Many times I have gone home tired and angry because every time I looked at myself straight in the mirror, I was just disgusted by what I saw: a broken person with nothing special to notice. I saw someone not beautiful, not intelligent, not fit, someone who simply wasn’t meant to be. Every time I was in public, the first thing that came to my mind was, why can’t I be like the others around me? Why can’t I be intelligent? Why can’t I be appreciated? Why am I the way I am? What am I not her?

I can’t count the number of times in my life that I have stopped doing what I liked to do simply because it was not proper, accepted, or valued by others. I can’t even count the number of times that I have been discouraged just by advice from friends or others I confided in. “No, Celeste, a person in a church choir can’t obviously dance in a crew: that’s an outrage. No, Celeste you can’t challenge them, you will get in trouble.” Well, I have learned that no one should ever dictate what I have to do or how I have to feel about myself.

We are all different. We are not even the same as our parents whom we should resemble the most. And frankly, those differences are what make our lives beautiful. Yes, a blue sky is beautiful but it doesn’t reach the beauty of a rainbow. This is because the rainbow is a mixture of different colors that would usually not match. Isn’t Lady Gaga more famous than Adele? That’s because Lady Gaga brings variety that Adele could not bring even with her wonderful voice.

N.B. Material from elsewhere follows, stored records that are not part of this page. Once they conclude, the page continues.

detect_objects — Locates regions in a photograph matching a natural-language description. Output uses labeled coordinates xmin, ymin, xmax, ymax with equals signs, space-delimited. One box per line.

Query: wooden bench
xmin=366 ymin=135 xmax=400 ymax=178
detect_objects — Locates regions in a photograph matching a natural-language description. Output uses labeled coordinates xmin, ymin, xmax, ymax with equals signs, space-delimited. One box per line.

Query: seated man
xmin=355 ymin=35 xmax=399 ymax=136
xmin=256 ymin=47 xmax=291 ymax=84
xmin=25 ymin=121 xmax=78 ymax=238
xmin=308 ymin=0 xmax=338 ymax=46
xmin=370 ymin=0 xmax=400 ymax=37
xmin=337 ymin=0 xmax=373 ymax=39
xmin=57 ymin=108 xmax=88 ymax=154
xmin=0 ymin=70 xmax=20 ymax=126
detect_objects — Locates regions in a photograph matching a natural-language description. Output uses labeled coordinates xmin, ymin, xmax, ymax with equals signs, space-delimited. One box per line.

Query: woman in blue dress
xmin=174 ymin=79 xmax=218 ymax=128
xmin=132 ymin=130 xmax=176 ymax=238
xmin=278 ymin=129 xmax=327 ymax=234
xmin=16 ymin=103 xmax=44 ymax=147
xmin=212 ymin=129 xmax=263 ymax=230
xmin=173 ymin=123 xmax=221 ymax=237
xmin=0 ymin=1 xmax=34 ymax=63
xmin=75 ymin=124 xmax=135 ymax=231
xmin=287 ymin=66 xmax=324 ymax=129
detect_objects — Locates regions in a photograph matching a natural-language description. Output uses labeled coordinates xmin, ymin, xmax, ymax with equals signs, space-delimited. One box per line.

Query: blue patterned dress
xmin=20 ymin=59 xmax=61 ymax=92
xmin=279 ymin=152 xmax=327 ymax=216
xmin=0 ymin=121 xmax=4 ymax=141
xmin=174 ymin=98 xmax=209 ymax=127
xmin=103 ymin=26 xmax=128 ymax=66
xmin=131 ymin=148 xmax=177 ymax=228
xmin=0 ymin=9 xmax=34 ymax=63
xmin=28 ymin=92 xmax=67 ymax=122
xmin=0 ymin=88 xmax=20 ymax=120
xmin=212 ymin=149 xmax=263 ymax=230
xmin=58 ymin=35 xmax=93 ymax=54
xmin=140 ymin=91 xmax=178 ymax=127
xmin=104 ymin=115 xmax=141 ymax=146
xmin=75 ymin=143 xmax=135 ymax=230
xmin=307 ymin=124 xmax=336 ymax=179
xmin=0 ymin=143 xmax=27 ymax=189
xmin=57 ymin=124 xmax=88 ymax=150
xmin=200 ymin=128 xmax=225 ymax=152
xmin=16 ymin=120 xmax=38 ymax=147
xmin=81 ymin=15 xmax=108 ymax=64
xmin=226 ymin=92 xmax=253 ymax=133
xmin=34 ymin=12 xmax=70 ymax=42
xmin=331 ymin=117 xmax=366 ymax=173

In life, I have to accept and love myself without minding how society classifies me. Just like a frog, I am intelligent, beautiful and interesting and that’s because, and not despite, of my blemishes. I don’t need to conform to society’s version of perfection to be happy. I’m a happy little person. I’m happy little frog. I believe in the power of self-acceptance and self-love. I believe in frogs.